CUA is “constrained” due to its inclusion of permanent constraints, “universal” in the sense of not being specific to humans, and “altruist” in that it has no terminal desires for itself but only for what other things want it to do.

Like CEV, CUA is deontological rather than consequentialist or virtue-theorist. Strict rules seem safer, though I don’t clearly know why. Possibly, like Scott Alexander’s thrive-survive axis, we fall back on strict rules when survival is at stake.

CUA specifies that the AI should do as people would have the AI do, rather than specifying that the AI should implement their wishes. The thinking is that they may have many wishes they want to accomplish themselves or that they want their loved ones to accomplish.

AIM, EIM, and CAM generalize CEV’s talk of “wishes” to include all manner of thoughts and mind states.

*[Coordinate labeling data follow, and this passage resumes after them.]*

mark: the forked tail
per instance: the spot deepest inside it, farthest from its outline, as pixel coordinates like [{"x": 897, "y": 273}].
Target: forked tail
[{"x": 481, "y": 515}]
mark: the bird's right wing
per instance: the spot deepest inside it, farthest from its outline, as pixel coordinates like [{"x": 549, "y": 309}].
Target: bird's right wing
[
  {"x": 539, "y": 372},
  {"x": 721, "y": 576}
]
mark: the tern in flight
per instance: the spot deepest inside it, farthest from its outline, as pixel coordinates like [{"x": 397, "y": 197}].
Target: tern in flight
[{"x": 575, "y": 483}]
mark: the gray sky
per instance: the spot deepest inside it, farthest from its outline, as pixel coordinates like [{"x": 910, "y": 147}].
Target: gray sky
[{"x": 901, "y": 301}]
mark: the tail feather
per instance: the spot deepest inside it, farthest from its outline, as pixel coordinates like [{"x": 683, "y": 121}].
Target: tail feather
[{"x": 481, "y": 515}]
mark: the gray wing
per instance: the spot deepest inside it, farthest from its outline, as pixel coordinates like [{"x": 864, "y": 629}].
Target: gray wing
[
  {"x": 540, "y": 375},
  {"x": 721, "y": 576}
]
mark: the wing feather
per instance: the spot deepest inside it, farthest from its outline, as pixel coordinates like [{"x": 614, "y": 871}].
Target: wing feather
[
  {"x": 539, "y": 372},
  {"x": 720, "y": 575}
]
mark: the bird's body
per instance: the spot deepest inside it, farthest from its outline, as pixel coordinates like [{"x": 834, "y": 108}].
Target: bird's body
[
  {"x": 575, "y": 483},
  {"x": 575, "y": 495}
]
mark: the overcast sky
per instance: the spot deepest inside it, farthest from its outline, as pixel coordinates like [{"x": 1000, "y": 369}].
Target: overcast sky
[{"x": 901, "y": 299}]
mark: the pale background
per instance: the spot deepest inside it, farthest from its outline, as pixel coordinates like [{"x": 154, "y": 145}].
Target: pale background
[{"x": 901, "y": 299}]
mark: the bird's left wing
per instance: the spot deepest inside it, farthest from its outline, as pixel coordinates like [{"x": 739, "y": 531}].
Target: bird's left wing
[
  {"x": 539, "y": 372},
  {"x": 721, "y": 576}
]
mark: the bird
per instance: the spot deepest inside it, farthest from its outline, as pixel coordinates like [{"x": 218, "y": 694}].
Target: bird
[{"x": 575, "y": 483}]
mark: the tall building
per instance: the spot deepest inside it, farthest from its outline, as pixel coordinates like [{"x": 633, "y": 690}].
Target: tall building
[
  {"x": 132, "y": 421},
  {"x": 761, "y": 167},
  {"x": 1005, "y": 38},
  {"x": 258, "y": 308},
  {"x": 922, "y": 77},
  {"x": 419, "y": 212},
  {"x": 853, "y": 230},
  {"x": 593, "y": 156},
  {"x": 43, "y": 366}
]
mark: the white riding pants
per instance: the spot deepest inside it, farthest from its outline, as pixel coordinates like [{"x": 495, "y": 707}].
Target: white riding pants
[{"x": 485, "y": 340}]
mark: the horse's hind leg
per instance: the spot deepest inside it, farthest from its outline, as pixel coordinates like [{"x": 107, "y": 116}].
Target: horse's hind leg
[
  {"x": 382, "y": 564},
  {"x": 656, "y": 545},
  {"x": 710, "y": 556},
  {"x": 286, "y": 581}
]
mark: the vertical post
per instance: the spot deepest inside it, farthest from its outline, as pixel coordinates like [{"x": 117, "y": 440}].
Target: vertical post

EIM is essentially CEV without the line about interpretation, which was instead added to CAM. The thinking is that, if people get to interpret CEV however we wish, many will disagree with their extrapolation and demand it be interpreted only in the way they say. EIM also specifies how people’s extrapolations are to be idealized, in less poetic, somewhat more specific terms than CEV. EIM is important in addition to CAM because we do not always know or act on our own values.

CAM is essentially another constraint. The AI might get the EIM wrong, but more likely is that we would be unable to tell whether or not the AI got EIM right or wrong, so restricting the AI to do what we’ve actually demonstrated we currently want is intended to provide reassurance that our actual selves have some control, rather than just the AI’s simulations of us. The line about interpretation here is to guide the AI to doing what we mean rather than what we say, hopefully preventing monkey’s-paw scenarios. CAM could also serve to focus the AI on specific courses of action if the AI’s extrapolations of our EIM diverge rather than converge. CAM is worded to not require that the person directly ask the AI, in case the askers are unaware that they can ask the AI or incapable of doing so, so this AI could not be kept secret and used for the selfish purposes of a few people.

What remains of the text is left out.